The Minister will be aware that the amendment we are discussing could well have been included in the body of the 2016 Act, and the fact that we are discussing it today indicates that the Act was prepared in haste. We need to be cautious that that haste is not replicated. We are concerned that legal representatives for bail applications were unaware that the proposed commencement date of the immigration bail provision was 30 April 2017 until they received revised bail forms on 4 April. Charitable organisations working with those on temporary admission, and indeed Members of this House, were left to find out about these changes at third hand.

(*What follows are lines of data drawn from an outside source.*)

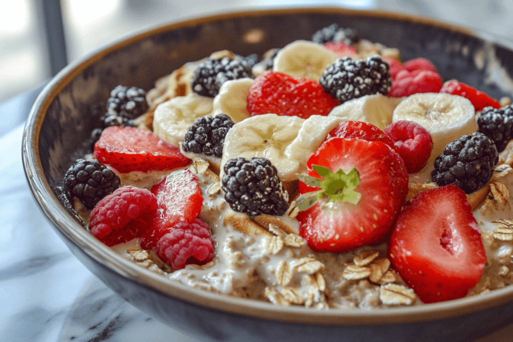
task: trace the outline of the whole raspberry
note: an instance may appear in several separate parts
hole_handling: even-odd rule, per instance
[[[141,235],[157,214],[157,198],[146,189],[125,186],[106,196],[91,212],[92,234],[111,246]]]
[[[214,239],[208,225],[199,218],[180,221],[159,240],[157,255],[174,270],[187,264],[203,265],[214,257]]]
[[[422,169],[433,149],[433,139],[425,128],[411,121],[398,121],[389,125],[385,134],[393,142],[409,173]]]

The term “immigration bail” stigmatises an individual as a criminal, when in reality many on immigration bail are asylum seekers. The terminology risks fuelling hatred and xenophobia, which was arguably the cause of the recent, very vicious attack on a young man in Croydon.

The light in this dark tunnel is that with the new immigration bail provisions will come an automatic judicial review for detainees, in the form of a bail hearing every four months. We need to ensure that those brought before an immigration judge for the lawfulness of their detention receive the appropriate consideration, because getting it wrong is a high price to pay.

The adults at risk guidance brought in as a result of the 2016 Act was intended to increase protection from wrongful detention for those at particular risk, such as survivors of torture and trafficking, and those with mental and physical health problems. Instead, it has been more difficult for those people to secure release. In order to ameliorate the situation, the courts were forced to issue an injunction to require the Home Office to revert to the more inclusive definition of torture used in the old guidance. That is a direct challenge to the restrictive definition used in the new guidance, which means that most survivors of torture are at risk of detention.

We have already seen two fatalities in immigration detention this year: a 27-year-old Polish man was found dead in January—the day after his wife gave birth to their child—and at the beginning of April a 44-year-old man died at the Verne immigration detention centre. I urge the Minister to review the adults at risk policy and lay more proactive guidance before Parliament.

With regard to legal aid, I ask the Minister to place on the parliamentary record the statement in the explanatory memorandum that there is

“no change in policy… The policy intention is that legal aid availability will be maintained as before, ensuring that there is no effective change to the availability of legal aid when the Schedule 10 provisions are commenced and the existing powers repealed.”

It is imperative that the Government’s review of the Legal Aid, Sentencing and Punishment of Offenders Act 2012, scheduled to commence this year, examines legal aid for those deprived of their liberty. There is legal aid for challenges to immigration detention, but without dealing with the merits of the immigration case it may be difficult to secure release, and there is no legal aid for immigration cases. For those detained in the prison estate, even a challenge to detention may be out of reach in practice.

As of September 2016, 558 prisoners were held under Immigration Act powers in prisons. In February 2017, the charity Bail for Immigration Detainees published “Mind the Gap: Immigration Advice for Detainees in Prison”, which found that less than a quarter of immigration detainees surveyed in prison have access to an immigration solicitor. That situation must be addressed.

Although Opposition Members will cautiously support the Government today, we ask that the issues I have raised receive the appropriate attention and scrutiny they deserve.